>>Steve, are you suggesting that making documents into active
>>content is a good idea?
>>
>>Microsoft Outlook letters with embedded scripting is bad enough.
>>
>>Why not keep the documents on a central server, and the only
>>way you can access them is through a browser-type client which
>>enforces anti-screen scraping features.
>>...
>As always, if a pair of eyeballs can see something, the jig is up.
>All the talk of "anti-screen-scraping" is just b.s.

The Disappearing Ink folks addressed the retention problem by mailing documents
in an encrypted form that you could only decrypt and view by connecting to
their web site to fetch your key (or maybe it was for them to decrypt; I 
don't remember.)
Whenever your document retention period said they should forget the key,
they would erase it, making it impossible for you to recover documents later.

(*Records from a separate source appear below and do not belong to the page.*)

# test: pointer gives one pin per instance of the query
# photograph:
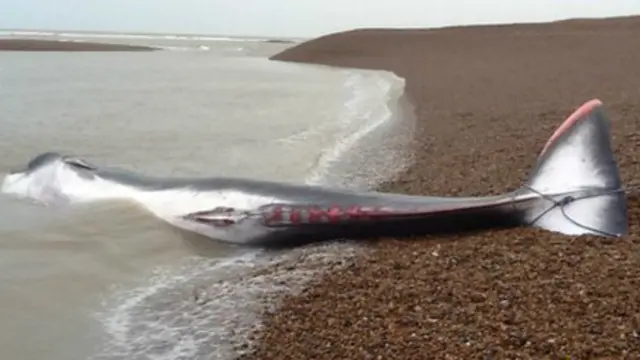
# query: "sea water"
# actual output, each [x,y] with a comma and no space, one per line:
[110,281]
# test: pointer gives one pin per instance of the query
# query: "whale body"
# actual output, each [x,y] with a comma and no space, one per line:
[574,188]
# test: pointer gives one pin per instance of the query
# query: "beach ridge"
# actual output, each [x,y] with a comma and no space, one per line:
[487,99]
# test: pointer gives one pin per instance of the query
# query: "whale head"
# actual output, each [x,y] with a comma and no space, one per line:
[48,177]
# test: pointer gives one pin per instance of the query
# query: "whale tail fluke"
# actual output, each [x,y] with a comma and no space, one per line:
[578,159]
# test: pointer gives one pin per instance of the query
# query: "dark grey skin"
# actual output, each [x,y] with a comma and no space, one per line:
[574,189]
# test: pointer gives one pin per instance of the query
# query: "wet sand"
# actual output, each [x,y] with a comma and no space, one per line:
[51,45]
[487,99]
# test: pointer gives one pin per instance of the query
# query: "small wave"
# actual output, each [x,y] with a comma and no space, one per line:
[374,99]
[140,36]
[185,48]
[205,308]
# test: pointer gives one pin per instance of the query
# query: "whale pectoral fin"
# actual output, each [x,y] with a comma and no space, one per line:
[79,163]
[579,157]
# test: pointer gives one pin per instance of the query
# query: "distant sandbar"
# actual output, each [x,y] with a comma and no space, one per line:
[53,45]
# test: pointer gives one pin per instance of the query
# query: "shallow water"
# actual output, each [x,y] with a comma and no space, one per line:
[110,280]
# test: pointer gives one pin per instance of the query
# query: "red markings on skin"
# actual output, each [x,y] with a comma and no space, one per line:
[335,214]
[274,215]
[573,119]
[295,214]
[316,214]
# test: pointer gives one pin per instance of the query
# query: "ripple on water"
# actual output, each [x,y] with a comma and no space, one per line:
[205,308]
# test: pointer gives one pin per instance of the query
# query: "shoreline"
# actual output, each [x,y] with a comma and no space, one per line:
[24,44]
[487,98]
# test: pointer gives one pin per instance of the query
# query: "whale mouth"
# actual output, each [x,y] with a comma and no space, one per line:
[218,217]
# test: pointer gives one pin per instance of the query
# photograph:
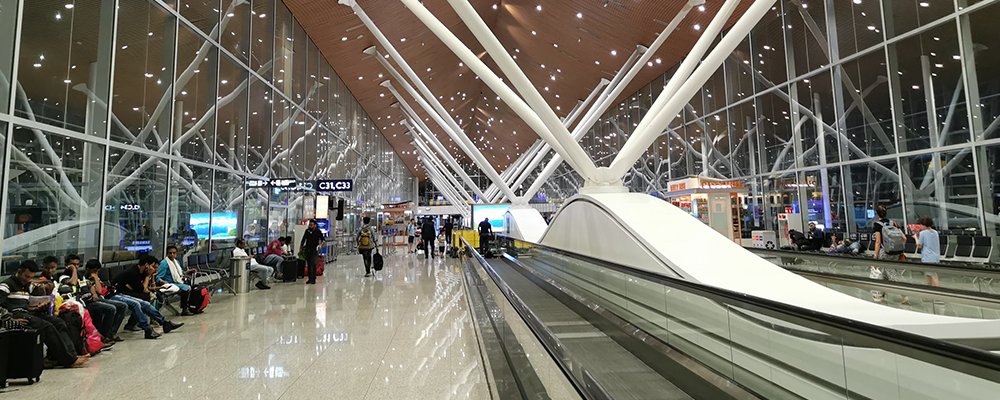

They addressed the screen-scraping problem by saying
"That's not the problem we're trying to solve - way too hard.
We're trying to solve the business problem of erasing messages that both 
parties to
the message really do want to have erased.  Trying to solve the
other problem would be snake oil."

I have seen paper with anti-screen-scraping features, though.
My wife made a photocopy of a prescription so she could deal with the
insurance people about it and found that the copy had the words
"ILLEGAL COPY" all over it.  I'm not sure their watermarking technique,
but apparently there are anti-photocopying prescription pads.
It used to be possible to find dark purple paper for making
hard-to-photocopy documents for more secure environments,
but color scanners have rendered that useless.